İç Anadolu'da nisan mayıs zamanlarında yol kenarlarında bile çok tatlı bir kırmızı çiçek görürsünüz. Halk arasındaki ismiyle Kan damlası, ya da Adonis çiçeği..
Bu çiçeğin hikayesi de en az defne kadar güzeldir..
Kıbrıs'ta kralın bir oğlu vardır.. Adı Adonis.. Arkadaşları ona Pseudo-Apollodoros derler; Apollon'un taklidi, Dünya üzerindeki yüzü.. Gerçekten de söylenene göre Apollon kadar yakışıklı ve güzel görünümlüdür Adonis.
Herkesin olduğu gibi Adonis de yaşı geldiğinde onunla ilgilenen çok kız çıkmaya başlamıştır. Ancak Adonis hem kızları reddetmekte, hem de hayallerindeki kızı bulmaya çalışmaktadır..
Derken birgün bir nymphe görür. Gözleri kör edecek denli güzeldir nymphe kızı.. ve bir tanrı kızı kadar da farkındadır izlendiğinin..

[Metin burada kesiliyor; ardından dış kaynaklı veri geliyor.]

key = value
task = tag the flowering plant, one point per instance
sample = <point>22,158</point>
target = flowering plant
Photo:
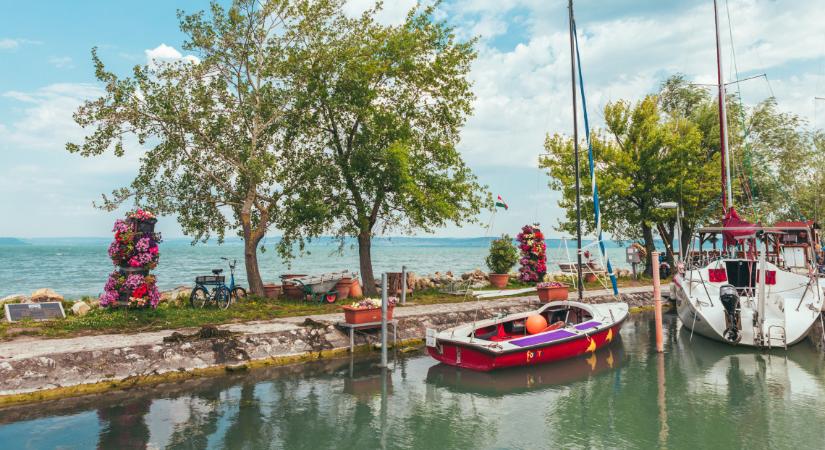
<point>141,290</point>
<point>140,214</point>
<point>373,303</point>
<point>533,253</point>
<point>133,249</point>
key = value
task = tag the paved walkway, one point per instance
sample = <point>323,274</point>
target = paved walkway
<point>29,347</point>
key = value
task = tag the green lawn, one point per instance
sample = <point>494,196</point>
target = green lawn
<point>179,315</point>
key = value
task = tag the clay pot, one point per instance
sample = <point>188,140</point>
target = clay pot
<point>355,289</point>
<point>272,290</point>
<point>552,294</point>
<point>343,287</point>
<point>499,280</point>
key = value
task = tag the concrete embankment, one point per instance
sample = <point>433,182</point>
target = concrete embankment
<point>33,369</point>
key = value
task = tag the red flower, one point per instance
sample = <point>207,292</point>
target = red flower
<point>141,291</point>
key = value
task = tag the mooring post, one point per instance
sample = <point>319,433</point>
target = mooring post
<point>384,319</point>
<point>403,285</point>
<point>657,301</point>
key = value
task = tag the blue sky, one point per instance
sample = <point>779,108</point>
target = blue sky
<point>521,80</point>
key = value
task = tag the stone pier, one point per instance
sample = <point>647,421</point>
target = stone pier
<point>31,368</point>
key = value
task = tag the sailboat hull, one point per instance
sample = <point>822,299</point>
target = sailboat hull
<point>792,308</point>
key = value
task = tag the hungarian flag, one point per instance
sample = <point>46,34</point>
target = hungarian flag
<point>500,203</point>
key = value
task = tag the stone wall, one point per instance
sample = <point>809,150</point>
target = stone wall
<point>212,347</point>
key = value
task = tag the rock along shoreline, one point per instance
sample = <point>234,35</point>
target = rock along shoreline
<point>36,369</point>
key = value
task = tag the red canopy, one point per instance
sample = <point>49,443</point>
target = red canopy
<point>741,227</point>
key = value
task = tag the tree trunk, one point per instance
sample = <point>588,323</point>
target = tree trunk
<point>666,231</point>
<point>647,235</point>
<point>253,273</point>
<point>365,259</point>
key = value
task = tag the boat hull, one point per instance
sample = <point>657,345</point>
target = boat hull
<point>477,358</point>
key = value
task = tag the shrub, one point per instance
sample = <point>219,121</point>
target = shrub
<point>503,255</point>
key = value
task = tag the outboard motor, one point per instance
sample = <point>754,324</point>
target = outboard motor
<point>733,324</point>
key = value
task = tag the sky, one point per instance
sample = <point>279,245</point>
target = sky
<point>521,81</point>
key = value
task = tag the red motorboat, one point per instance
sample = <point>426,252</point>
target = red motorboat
<point>575,328</point>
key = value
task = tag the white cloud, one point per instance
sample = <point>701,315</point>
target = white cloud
<point>167,54</point>
<point>13,44</point>
<point>62,62</point>
<point>524,92</point>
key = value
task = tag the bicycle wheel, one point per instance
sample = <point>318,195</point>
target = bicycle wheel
<point>238,293</point>
<point>198,297</point>
<point>222,297</point>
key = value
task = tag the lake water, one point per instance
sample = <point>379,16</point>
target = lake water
<point>79,266</point>
<point>698,394</point>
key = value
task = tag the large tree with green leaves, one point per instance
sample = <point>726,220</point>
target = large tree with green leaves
<point>638,159</point>
<point>385,104</point>
<point>666,148</point>
<point>217,153</point>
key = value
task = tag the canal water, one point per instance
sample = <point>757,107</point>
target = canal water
<point>699,394</point>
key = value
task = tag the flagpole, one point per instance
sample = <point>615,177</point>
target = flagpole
<point>576,152</point>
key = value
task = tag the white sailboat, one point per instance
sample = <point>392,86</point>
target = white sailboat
<point>751,292</point>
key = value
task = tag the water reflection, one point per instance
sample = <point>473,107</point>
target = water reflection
<point>698,394</point>
<point>524,379</point>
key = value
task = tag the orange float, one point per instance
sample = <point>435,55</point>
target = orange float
<point>535,324</point>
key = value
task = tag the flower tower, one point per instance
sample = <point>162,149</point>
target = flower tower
<point>135,252</point>
<point>533,254</point>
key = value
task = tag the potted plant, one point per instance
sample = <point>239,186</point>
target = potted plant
<point>133,290</point>
<point>533,254</point>
<point>143,221</point>
<point>503,256</point>
<point>552,291</point>
<point>367,310</point>
<point>272,290</point>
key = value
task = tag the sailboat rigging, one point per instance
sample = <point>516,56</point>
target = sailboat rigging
<point>761,290</point>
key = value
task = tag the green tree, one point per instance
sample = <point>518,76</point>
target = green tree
<point>218,157</point>
<point>385,105</point>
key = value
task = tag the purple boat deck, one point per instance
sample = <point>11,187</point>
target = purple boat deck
<point>588,325</point>
<point>543,338</point>
<point>552,336</point>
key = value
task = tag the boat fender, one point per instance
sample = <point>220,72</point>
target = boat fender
<point>554,326</point>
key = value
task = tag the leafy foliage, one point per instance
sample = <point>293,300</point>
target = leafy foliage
<point>214,125</point>
<point>503,255</point>
<point>385,104</point>
<point>666,148</point>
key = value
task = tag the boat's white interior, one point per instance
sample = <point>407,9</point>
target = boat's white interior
<point>565,315</point>
<point>792,302</point>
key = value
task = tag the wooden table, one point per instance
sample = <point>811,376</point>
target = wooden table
<point>368,326</point>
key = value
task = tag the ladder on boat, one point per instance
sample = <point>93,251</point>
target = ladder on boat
<point>778,335</point>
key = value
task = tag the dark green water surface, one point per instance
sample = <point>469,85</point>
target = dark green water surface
<point>699,394</point>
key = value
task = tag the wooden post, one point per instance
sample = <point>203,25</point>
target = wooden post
<point>657,301</point>
<point>403,285</point>
<point>384,301</point>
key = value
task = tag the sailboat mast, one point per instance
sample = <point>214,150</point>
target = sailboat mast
<point>727,195</point>
<point>576,153</point>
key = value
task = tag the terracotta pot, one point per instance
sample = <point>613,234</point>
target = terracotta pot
<point>343,287</point>
<point>552,294</point>
<point>499,280</point>
<point>355,289</point>
<point>358,316</point>
<point>272,290</point>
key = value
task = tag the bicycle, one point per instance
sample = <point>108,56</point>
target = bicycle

Ancak Daphne hikayesindeki gibi bu kıza aşık bir kişi daha vardır: Apollon..
Apollon, "Derhal bırak o kızın peşini!" der.

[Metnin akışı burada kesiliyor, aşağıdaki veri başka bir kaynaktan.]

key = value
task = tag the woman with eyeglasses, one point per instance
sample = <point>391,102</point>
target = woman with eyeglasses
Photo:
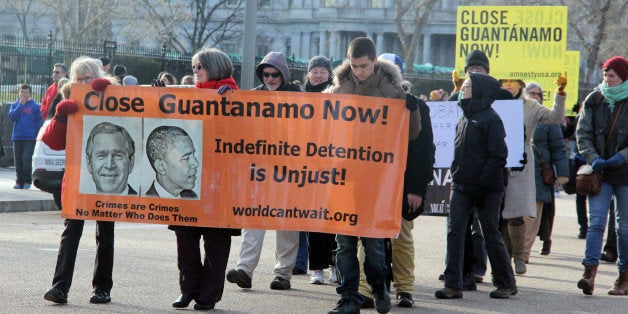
<point>274,74</point>
<point>203,278</point>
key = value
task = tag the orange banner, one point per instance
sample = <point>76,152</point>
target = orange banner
<point>246,159</point>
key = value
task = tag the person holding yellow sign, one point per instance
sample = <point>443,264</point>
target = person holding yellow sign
<point>603,143</point>
<point>520,198</point>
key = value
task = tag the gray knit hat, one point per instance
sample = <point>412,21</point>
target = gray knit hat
<point>319,61</point>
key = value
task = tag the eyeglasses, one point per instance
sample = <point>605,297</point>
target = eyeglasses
<point>274,75</point>
<point>87,79</point>
<point>474,69</point>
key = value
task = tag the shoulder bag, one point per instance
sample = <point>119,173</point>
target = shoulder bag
<point>589,181</point>
<point>547,171</point>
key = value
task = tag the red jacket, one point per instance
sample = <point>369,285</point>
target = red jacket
<point>51,93</point>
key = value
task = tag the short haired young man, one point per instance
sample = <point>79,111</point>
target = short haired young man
<point>361,74</point>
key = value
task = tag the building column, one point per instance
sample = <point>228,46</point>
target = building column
<point>322,44</point>
<point>306,45</point>
<point>379,44</point>
<point>296,44</point>
<point>427,44</point>
<point>333,46</point>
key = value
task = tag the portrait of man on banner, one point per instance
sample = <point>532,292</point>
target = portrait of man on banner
<point>175,161</point>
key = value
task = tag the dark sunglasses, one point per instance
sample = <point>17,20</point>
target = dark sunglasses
<point>274,75</point>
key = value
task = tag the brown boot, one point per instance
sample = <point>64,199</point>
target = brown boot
<point>621,284</point>
<point>588,278</point>
<point>518,240</point>
<point>547,245</point>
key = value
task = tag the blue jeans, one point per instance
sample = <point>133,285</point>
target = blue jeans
<point>598,212</point>
<point>23,155</point>
<point>302,256</point>
<point>461,210</point>
<point>349,267</point>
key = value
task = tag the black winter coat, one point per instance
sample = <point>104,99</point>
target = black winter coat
<point>480,150</point>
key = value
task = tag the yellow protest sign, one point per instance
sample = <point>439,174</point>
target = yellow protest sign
<point>521,42</point>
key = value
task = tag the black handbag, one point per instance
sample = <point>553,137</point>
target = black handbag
<point>547,171</point>
<point>588,181</point>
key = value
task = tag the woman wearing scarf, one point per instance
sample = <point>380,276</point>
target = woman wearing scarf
<point>603,142</point>
<point>203,279</point>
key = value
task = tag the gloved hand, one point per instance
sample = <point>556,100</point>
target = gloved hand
<point>561,180</point>
<point>561,82</point>
<point>598,164</point>
<point>158,83</point>
<point>456,80</point>
<point>438,95</point>
<point>412,103</point>
<point>223,89</point>
<point>615,161</point>
<point>523,163</point>
<point>64,108</point>
<point>99,84</point>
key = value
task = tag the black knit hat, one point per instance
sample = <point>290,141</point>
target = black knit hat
<point>105,61</point>
<point>476,58</point>
<point>119,70</point>
<point>319,61</point>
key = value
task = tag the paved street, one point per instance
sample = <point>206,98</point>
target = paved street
<point>145,273</point>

Adonis ise, "Dönmeyi ayaklarıma sen anlatmak zorunda kalacaksın; çünkü bu kız, uzaklaşmanın ne demek olduğunu unutturdu!" diye cevap verdi.

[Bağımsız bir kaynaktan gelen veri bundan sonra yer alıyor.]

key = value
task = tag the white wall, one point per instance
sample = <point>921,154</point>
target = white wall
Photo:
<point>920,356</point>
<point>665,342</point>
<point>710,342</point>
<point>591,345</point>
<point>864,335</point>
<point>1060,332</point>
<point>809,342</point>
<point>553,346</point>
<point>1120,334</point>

Apollon bu cevaba hiddetlenir, "Öğrenmek istediğinden emin misin?" der.
Nymphe de kayıtsız kalamaz bu olaylara. Bir tarafta bir tanrıya benzetilen genç bir prens vardır, diğer tarafta da prensin benzetildiği tanrı.
"Tartışmayı kesin hemen!" der, "Beni ilk gören prensi kabul ediyorum!"
Apollon bu sözlere dayanamaz, "Beni reddetmen mümkün olamaz!" diye haykırır; " Bir düellonun zamanı geldi anlaşılan!"
Adonis de gururunu ayaklar altına almayı reddeder ve düelloyu kabul eder..
Oldukça çetin geçer düello. Ancak Adonis bir insandır prens olmanın ötesinde. Apollon ise bir tanrı. Çok geçmeden Apollon güneş oklarını hazırlar, ve Adonis'i bu oklarla yaralar.
Öleceğini anlayan Adonis, kıza doğru sürünmeye başlar.. Yaralarından kan damlamaya başlamıştır.. Ve kıza ulaştığı anda son nefesini verir.
Nymphe ağlamaya başlar, "onun yerine beni alın!" diye haykırır. Tanrılar bu acıklı sahneye dayanamaz, ve erkeklik gücünü temsil etmesi için Adonis'i yanlarına almaya karar verirler. Nymphe bir anda ortadan yok olur, ve ikisi de Tanrılar katına çıkarlar.
Onlardan geriye kalan tek şey, Adonis'in yaralarından akan kan damlalarıdır. Onlar da bir süre sonra kan damlası isimi çiçeğe dönüşür..
Bu hikaye pek çok mitte geçmemekle birlikte, Kıbrıs Rum Kesimi'nde ve Girit'te iki tapınakta bulunan yazıtlarda geçmektedir.